For biometry measurements the use of optical biometers for the best precision of measurements is highly recommended. In very dense cataracts it is still necessary to do an immersion ultrasound to obtain axial length (AL). Contact applanation ultrasound is not optimal because of potential corneal compression and shorter AL and anterior chamber depth (ACD) measurement. Whenever corneal power is used, the method the instrument uses should be clearly stated (eg, area of analysis, number of analyzed points, formula used, and keratometer index). If measurement of ACD is part of an IOL power study it should be defined as the axial distance from the epithelium of the cornea to the lens. The distance from the endothelium to the lens (the original anatomic definition of ACD) should be referred to as the aqueous depth (AQD). Both measurement definitions are used as ACD without defining them, which leads to confusion. The software version for each instrument used should be noted so the study can be repeated.

Some authors refer to the “target refraction” in reference to prediction error (PE). The target refraction desired by the surgeon is of no consequence when evaluating the PE of IOL power calculation.

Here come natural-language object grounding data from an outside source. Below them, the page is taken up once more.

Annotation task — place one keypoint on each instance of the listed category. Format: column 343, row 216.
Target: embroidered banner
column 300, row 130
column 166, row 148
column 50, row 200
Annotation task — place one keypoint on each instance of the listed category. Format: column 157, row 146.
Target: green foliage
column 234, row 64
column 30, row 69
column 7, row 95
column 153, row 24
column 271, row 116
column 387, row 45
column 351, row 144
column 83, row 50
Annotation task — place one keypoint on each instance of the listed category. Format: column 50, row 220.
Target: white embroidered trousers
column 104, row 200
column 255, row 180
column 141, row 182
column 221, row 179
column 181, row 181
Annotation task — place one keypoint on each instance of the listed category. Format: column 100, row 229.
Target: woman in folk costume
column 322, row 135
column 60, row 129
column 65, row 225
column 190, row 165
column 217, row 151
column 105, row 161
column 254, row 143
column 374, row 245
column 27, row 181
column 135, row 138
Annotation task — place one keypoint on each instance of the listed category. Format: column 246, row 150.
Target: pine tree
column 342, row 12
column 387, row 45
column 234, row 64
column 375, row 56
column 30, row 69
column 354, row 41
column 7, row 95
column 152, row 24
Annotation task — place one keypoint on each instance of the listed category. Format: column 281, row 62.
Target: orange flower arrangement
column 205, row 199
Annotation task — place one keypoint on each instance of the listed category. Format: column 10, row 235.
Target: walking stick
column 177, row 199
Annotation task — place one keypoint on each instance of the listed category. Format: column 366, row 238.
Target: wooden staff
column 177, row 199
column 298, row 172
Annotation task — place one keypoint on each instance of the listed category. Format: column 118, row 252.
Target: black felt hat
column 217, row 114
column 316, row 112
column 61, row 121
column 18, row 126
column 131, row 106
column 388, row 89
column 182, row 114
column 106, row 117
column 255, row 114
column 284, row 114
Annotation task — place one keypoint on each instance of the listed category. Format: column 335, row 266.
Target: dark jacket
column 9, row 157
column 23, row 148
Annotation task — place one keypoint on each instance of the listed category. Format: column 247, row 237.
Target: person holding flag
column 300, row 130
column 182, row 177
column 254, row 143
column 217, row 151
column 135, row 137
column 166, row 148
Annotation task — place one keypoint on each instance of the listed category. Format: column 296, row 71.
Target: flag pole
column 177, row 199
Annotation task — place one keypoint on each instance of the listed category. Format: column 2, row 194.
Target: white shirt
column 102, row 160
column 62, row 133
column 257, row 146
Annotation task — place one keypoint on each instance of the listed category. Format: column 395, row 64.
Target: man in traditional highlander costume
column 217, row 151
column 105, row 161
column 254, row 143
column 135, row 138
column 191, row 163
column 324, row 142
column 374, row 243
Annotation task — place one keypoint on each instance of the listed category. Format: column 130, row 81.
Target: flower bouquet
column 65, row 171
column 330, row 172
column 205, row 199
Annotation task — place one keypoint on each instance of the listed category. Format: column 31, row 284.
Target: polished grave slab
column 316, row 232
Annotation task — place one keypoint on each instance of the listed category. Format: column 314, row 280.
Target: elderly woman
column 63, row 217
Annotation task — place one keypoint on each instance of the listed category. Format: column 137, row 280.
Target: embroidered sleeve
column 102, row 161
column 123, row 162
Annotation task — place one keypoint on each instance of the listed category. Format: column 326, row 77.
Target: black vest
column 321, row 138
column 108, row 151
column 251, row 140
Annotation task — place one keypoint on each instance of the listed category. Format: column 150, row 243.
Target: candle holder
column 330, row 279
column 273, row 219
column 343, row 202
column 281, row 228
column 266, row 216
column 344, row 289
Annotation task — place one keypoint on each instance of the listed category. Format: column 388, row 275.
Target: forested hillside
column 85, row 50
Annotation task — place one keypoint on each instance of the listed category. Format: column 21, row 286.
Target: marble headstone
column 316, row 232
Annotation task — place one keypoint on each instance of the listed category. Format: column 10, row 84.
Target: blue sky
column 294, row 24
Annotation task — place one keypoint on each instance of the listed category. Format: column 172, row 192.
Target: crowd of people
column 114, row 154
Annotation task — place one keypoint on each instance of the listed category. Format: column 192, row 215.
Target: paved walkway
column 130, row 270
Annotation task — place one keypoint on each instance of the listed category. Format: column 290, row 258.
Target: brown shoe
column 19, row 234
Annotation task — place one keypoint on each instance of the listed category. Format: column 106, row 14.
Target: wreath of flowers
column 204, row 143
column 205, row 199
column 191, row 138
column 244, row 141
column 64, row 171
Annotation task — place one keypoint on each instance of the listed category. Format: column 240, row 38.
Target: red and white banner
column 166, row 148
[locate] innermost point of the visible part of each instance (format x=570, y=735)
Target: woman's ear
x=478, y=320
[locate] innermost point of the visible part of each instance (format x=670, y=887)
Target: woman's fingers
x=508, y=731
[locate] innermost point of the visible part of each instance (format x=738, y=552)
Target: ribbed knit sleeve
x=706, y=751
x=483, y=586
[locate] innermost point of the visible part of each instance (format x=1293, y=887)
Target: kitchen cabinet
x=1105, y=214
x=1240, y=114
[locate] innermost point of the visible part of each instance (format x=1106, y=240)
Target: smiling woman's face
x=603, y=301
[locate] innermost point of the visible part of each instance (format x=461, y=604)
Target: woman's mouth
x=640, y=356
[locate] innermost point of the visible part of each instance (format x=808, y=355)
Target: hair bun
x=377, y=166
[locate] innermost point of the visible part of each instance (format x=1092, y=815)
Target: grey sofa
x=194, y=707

If you target for −5.00 D and the formula recommends a 28.0 D IOL predicting a postoperative (PO) refraction of −5.25 and the refraction results in −5.88 D, then the PE is +0.63 D [(−5.25) – (−5.88)], not +0.88 D (from target). The only comparison should be the difference between the refractive error predicted by the formula (not the surgeon’s target) and the actual stable postoperative refraction of the patient.

Postoperative subjective manifest refraction should be measured ideally at 3 months but at least 1 month after surgery, when the refraction is considered stable. When reporting the accuracy of a method or an instrument to calculate the IOL power, it is preferable to use only 1 IOL model. Different IOL models require different optimized constants. Since refraction accuracy decreases with visual acuity, eyes with best-corrected vision less than 20/40 should be excluded.

The references for some examples of studies compromised by (1) ME not zeroed out, (2) comparison of target refraction results, (3) comparing MAEs, (4) using bilateral eyes, and (5) using multiple IOLs are listed.

It is hoped that these steps will help make future IOL power calculation studies valid, as the authors intend.